In view of the small sample volume, the bead-based multiplex assay was chosen for its sensitivity and to minimize the assay volume. The expression levels were mostly detectable, though generally low after normalizing against the total sample protein content. As such, we did not further assay for chemokine expression. At both the day 7 and day 14 time points, the expression of pro-inflammatory, anti-healing interleukin-2 (IL-2) was below the detection limit for all the samples tested, including healthy skin. The low expression of pro-inflammatory cytokines was partially attributed to the declining granulation and increasing reepithelialization (particularly for wounds treated with AcLIVAGK-NH2 hydrogels). Another plausible explanation was the biocompatibility of all the dressings evaluated. The clinicallyapproved, silicone-based Mepitel is chemically inert. The in vivo biocompatibility of our ultrashort peptides have been well-studied in various animal models. These peptides do not elicit cellular and humoral immune responses; the cellular response to implanted hydrogels was minimal to mild and no antibodies were detected even when the peptides were co-administered with an adjuvant. Various assays have also been completed to demonstrate that they are non-mutagenic, non-immunogenic and non-allergic. Thus, the dressings are not expected to exacerbate the inflammatory response and differences in the cytokine profile can be associated with the healing process.

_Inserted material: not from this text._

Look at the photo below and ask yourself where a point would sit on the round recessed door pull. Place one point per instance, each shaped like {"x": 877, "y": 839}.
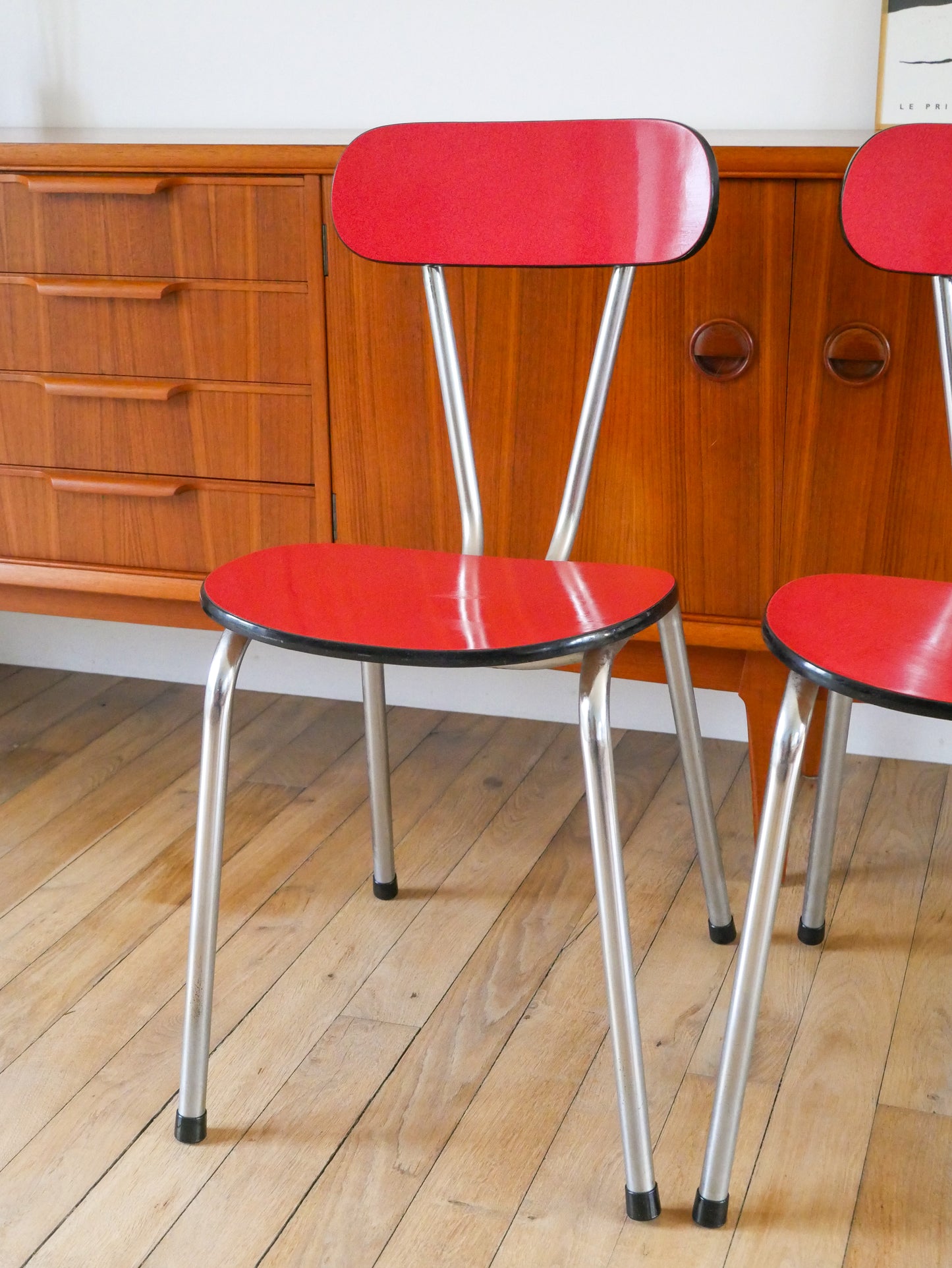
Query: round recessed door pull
{"x": 856, "y": 354}
{"x": 721, "y": 349}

Fig. 5. The differential expression of pro-inflammatory cytokines by burn wound injuries dressed with Mepitel and peptide hydrogels after 14 days. The cytokine concentration was normalized against the total protein content. In general, the expression levels are low. The cytokine expression levels of Mepitel and Ac-LIVAGK-NH2 are comparable to that of healthy skin. Several pro-inflammatory cytokines are up-regulated for wounds treated with Ac-ILVAGK-NH2. All these cytokines (IL-1a, IL-6, TNF-a and GM-CSF) are associated with re-epithelialization. The groups which are statistically significant (p < 0.05) are marked with the symbol (*). The line indicates the mean value while the error bars refer to standard error.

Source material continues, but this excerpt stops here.